What about the baby? The thought pierced her soul. She’d have to give up her daughter. (Certainly it was a girl.)

No. Never. Her daughter would have a family.

Kaitlan bit her lip and gazed at the intercom button. She could just run. Go back to L.A. and hide out. The old friends were no doubt there—those who were still alive.

She might as well crawl into a black cave and die.
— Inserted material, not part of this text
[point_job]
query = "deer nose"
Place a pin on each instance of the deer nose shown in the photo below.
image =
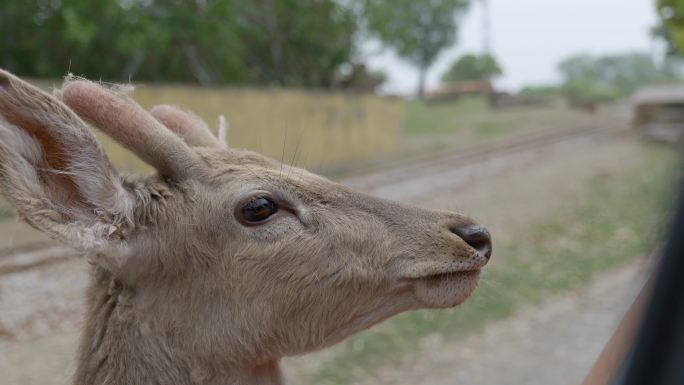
(477, 237)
Her stomach flip-flopped. If anything had been in it, she’d have thrown up again.

She reached her arm out the window. This was the best choice. For her, for her baby.

Kaitlan punched the button.

seven

Margaret had just finished topping the chicken casserole with herbed bread crumbs when the gate bell sounded.

She stilled. Who was down there? The gardener? He came yesterday. A delivery? She hadn’t ordered anything.

Quickly she rinsed her hands, drying them on a paper towel as she hurried to the gate intercom in the large front hall. She pushed down a silver button. Once she let go, for half a minute the visitor’s response would be automatically picked up.

“Yes?”

Margaret heard vague noises of the outdoors. The distant zing of car tires against the highway. A bird chirping.

“Oh. Hi.” Cautious relief tinged a female voice, as if a dreaded encounter had been postponed. “This is Kaitlan. I need—I’m here to see my grandfather.”

Kaitlan?

Oh. My.

Margaret’s chest prickled with heat. She so disliked confrontation. And if she let Kaitlan in, there would surely be one. D. would have a fit.

She listened for sound from the man. Was he in his office?